Rational design of hollow nanosphere γ-Fe2O3/MWCNTs composites with enhanced electromagnetic wave absorption

Abstract

High-performance electromagnetic wave (EMW) absorbing materials have been widely used in the wireless communication and electronic devices due to their important potentials in electromagnetic attenuation. However, it is difficult to develop carbon-based absorbers with thin thickness, lightweight, and low filler loading. In this work, rationally designed hollow nanosphere γ-Fe2O3/MWCNTs composites were successfully realized for ultrathin, lightweight, and high-efficiency EMW absorbers. It showed that the composition, microstructure, and morphology of composites were tailored, which gave rise to the tunable magnetic behavior, porosity, and electromagnetic parameters. The rational design of composition and novel structure contributed to the optimization of the impedance match.
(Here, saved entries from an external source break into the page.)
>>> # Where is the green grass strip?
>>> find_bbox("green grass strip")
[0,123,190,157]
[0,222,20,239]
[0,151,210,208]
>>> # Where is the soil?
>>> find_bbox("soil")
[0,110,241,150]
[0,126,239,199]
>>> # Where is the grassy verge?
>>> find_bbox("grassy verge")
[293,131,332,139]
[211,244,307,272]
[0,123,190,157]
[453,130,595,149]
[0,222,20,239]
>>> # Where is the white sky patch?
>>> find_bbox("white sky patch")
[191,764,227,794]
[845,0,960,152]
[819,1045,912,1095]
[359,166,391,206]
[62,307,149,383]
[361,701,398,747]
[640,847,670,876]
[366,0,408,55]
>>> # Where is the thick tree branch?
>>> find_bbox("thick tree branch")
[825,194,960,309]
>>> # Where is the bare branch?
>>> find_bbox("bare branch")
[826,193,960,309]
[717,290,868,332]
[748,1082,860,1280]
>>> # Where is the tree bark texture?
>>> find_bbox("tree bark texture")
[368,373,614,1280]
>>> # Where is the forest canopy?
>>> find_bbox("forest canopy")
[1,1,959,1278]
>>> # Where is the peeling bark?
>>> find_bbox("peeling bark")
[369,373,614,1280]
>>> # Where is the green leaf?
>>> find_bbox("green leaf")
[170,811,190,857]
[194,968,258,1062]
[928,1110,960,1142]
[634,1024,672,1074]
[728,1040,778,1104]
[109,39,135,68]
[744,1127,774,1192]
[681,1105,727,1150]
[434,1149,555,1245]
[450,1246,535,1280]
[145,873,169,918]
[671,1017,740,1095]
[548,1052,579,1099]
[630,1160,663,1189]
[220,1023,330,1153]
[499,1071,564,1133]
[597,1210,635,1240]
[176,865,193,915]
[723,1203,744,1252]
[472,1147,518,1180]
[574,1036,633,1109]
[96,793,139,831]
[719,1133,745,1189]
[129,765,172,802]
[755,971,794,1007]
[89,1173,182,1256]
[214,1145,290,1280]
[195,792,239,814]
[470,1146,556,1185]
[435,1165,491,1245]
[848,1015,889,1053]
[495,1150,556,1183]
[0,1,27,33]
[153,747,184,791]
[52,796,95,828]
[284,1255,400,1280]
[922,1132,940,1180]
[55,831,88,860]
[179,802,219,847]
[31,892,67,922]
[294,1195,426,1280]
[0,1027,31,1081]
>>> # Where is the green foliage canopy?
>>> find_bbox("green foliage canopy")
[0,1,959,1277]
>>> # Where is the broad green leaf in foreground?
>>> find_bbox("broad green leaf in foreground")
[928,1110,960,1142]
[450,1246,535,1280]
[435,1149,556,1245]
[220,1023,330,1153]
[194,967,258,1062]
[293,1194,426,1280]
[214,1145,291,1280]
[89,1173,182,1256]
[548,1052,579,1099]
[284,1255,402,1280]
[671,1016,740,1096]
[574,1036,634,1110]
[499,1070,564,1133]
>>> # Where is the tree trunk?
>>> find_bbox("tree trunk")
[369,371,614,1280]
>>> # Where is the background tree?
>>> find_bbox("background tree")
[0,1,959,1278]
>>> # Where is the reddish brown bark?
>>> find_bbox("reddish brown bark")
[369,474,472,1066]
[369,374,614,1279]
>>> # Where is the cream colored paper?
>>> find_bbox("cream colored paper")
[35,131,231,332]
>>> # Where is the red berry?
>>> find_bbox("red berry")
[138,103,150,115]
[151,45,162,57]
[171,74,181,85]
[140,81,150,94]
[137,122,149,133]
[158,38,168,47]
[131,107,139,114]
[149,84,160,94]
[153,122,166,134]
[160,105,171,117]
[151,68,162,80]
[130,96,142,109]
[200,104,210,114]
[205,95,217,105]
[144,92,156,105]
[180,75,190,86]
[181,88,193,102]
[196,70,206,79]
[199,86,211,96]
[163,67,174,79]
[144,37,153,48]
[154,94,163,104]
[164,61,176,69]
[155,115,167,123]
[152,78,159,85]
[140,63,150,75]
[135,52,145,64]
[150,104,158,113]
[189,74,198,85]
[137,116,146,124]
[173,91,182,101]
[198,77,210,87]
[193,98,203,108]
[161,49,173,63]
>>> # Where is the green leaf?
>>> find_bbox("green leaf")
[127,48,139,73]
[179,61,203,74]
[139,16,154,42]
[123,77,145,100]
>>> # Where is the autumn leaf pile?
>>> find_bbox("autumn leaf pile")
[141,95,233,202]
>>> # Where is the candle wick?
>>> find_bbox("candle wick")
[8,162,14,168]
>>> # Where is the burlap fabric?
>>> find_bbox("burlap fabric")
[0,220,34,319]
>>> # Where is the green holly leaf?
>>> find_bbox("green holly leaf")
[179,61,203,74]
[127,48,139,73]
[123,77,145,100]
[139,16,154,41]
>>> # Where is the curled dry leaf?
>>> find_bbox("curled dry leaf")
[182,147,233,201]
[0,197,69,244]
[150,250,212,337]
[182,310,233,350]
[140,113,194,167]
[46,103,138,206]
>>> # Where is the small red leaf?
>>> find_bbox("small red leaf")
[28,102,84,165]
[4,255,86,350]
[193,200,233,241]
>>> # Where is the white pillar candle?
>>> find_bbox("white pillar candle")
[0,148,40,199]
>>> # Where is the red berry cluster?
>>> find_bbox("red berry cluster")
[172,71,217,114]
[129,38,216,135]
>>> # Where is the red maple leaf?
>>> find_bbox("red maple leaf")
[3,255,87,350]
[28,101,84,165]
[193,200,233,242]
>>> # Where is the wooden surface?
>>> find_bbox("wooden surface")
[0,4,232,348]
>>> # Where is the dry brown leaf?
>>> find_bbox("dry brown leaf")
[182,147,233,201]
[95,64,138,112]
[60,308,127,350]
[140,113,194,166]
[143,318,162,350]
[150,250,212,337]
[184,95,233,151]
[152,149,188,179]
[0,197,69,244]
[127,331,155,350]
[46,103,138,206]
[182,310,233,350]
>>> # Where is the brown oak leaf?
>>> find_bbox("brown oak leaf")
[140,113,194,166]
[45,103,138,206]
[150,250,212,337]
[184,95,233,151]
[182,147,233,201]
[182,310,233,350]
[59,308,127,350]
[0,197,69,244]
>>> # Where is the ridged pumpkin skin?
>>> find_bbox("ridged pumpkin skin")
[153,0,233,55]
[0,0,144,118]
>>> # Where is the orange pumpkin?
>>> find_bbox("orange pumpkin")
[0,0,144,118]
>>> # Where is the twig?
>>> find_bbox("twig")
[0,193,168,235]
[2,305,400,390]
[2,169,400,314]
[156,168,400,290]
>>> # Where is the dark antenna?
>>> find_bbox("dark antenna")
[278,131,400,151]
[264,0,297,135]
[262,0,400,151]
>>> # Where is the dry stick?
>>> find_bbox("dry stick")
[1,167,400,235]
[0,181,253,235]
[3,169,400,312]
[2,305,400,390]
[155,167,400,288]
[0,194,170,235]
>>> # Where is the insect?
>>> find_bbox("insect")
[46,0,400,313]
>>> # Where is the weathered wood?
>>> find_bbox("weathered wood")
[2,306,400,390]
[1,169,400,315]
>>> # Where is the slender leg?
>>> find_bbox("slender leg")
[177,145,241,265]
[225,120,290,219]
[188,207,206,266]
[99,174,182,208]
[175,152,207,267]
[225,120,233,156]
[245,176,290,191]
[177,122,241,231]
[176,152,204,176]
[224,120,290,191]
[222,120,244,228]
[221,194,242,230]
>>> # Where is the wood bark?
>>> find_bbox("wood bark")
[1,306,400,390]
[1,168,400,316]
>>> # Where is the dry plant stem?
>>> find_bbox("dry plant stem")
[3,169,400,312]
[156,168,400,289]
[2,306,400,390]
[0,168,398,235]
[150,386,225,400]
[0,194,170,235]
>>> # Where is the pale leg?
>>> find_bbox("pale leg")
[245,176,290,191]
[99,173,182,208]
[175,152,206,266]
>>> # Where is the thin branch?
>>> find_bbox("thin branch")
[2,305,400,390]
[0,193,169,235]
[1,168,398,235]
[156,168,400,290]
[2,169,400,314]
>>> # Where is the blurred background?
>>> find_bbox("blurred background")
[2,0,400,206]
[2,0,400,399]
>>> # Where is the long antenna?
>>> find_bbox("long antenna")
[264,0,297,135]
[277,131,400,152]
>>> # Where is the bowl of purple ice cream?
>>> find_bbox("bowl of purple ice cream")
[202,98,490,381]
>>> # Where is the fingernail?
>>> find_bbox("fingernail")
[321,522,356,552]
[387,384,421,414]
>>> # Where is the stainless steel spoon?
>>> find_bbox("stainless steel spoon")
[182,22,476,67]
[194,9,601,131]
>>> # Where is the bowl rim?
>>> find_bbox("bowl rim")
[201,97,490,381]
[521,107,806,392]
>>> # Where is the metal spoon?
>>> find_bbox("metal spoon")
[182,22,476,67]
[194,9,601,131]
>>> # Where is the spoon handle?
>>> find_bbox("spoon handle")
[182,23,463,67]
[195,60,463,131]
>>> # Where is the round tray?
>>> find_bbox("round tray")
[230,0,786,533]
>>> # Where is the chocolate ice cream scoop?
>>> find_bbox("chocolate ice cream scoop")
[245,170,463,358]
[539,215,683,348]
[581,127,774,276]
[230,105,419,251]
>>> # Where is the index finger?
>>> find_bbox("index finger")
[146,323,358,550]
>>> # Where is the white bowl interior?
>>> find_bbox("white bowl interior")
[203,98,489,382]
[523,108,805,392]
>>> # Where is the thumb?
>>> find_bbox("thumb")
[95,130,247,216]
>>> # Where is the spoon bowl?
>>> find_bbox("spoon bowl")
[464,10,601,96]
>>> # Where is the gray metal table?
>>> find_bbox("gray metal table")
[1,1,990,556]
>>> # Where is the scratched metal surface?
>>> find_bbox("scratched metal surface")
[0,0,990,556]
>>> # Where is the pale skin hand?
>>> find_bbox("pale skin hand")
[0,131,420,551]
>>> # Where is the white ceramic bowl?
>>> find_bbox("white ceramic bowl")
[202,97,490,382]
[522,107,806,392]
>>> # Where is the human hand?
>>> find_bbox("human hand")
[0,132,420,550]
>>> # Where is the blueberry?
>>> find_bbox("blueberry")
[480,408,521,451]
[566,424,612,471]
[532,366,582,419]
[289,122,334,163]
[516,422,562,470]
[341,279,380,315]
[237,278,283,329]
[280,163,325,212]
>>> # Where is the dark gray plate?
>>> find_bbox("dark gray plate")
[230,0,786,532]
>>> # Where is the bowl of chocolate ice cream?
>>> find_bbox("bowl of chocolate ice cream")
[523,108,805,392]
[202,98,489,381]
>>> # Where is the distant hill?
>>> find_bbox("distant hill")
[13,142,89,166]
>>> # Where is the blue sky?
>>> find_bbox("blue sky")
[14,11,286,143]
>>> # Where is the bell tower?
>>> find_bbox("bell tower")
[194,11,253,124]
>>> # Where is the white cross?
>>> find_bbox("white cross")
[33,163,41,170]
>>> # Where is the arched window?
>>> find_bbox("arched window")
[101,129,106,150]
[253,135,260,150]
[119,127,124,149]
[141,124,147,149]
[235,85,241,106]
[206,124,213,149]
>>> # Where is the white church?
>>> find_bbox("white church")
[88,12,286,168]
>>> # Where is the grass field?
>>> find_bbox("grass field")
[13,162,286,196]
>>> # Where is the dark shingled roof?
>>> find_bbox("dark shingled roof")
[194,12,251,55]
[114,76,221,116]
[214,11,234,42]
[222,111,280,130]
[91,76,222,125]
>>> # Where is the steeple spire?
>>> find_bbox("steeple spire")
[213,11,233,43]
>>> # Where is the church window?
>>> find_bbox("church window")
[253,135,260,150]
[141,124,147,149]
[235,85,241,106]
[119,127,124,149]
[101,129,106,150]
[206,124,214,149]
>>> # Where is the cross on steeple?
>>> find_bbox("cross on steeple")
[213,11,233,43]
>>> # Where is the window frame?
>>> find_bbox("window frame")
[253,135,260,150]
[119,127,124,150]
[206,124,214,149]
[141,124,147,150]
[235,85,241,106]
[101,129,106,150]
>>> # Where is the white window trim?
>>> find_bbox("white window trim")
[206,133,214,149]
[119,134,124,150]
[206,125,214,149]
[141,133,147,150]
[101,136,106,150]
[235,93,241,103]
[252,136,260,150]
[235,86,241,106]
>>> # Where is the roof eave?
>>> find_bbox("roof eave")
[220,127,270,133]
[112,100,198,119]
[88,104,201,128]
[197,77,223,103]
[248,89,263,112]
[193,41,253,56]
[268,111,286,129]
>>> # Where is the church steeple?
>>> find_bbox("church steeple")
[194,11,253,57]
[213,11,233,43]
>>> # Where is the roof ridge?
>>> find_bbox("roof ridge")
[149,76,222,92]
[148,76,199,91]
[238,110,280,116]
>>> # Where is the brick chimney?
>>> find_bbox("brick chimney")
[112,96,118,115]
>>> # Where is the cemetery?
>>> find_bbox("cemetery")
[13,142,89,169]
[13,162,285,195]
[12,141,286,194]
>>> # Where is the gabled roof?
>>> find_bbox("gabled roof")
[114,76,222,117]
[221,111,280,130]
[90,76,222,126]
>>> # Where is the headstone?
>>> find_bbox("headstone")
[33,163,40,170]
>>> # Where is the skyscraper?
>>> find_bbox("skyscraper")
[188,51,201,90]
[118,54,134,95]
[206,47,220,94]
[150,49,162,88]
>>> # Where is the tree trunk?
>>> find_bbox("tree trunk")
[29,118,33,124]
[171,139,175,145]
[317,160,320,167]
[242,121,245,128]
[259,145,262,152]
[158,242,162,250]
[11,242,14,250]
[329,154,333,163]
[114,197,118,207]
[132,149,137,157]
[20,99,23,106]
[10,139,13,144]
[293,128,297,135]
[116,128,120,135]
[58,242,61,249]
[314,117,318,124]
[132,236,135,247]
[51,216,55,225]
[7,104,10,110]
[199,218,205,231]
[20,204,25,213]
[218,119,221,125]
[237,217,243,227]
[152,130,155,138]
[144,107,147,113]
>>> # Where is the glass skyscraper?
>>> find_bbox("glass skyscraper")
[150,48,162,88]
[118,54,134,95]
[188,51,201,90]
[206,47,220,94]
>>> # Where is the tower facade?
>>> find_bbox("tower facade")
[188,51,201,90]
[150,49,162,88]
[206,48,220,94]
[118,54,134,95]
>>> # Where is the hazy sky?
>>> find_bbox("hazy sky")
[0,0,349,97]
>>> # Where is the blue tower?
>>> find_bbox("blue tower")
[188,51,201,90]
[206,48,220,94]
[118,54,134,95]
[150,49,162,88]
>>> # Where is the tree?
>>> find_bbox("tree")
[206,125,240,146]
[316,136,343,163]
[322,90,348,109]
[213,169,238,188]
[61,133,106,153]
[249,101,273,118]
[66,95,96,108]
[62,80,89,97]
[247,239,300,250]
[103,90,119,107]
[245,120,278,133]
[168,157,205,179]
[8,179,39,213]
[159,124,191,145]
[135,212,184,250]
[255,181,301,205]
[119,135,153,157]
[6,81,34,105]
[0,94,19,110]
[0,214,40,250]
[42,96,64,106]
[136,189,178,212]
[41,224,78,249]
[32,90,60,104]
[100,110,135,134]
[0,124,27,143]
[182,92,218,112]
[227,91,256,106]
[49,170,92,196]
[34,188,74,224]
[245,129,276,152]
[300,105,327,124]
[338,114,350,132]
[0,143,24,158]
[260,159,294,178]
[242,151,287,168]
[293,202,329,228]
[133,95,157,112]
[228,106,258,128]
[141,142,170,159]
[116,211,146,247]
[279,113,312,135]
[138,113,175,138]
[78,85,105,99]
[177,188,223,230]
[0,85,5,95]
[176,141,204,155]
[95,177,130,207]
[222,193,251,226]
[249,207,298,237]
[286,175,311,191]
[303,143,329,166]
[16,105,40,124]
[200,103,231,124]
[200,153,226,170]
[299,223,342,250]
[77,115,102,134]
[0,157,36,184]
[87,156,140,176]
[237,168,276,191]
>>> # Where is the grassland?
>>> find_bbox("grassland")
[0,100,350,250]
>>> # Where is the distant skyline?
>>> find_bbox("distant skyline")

The EMW attenuation was enhanced by the synergistic effects of the dielectric loss originated from the interfacial and dipole polarization, conductive loss stemmed from the 3D conductive network, and the magnetic loss derived from the eddy-current loss and ferromagnetic resonance. Accordingly, the hollow nanosphere γ-Fe2O3/MWCNTs composites with a low filling ratio of 20 wt% achieved an ultrathin matching thickness of 1.4 mm and a strong reflection loss of −63.6 dB. The substantially enhanced EMW absorbing performances were owing to the optimized impedance matching and enhanced attenuation capability. Therefore, this work can provide a paradigm for the design and synthesis of hollow nanosphere γ-Fe2O3/MWCNTs composites with an enhanced EMW absorption.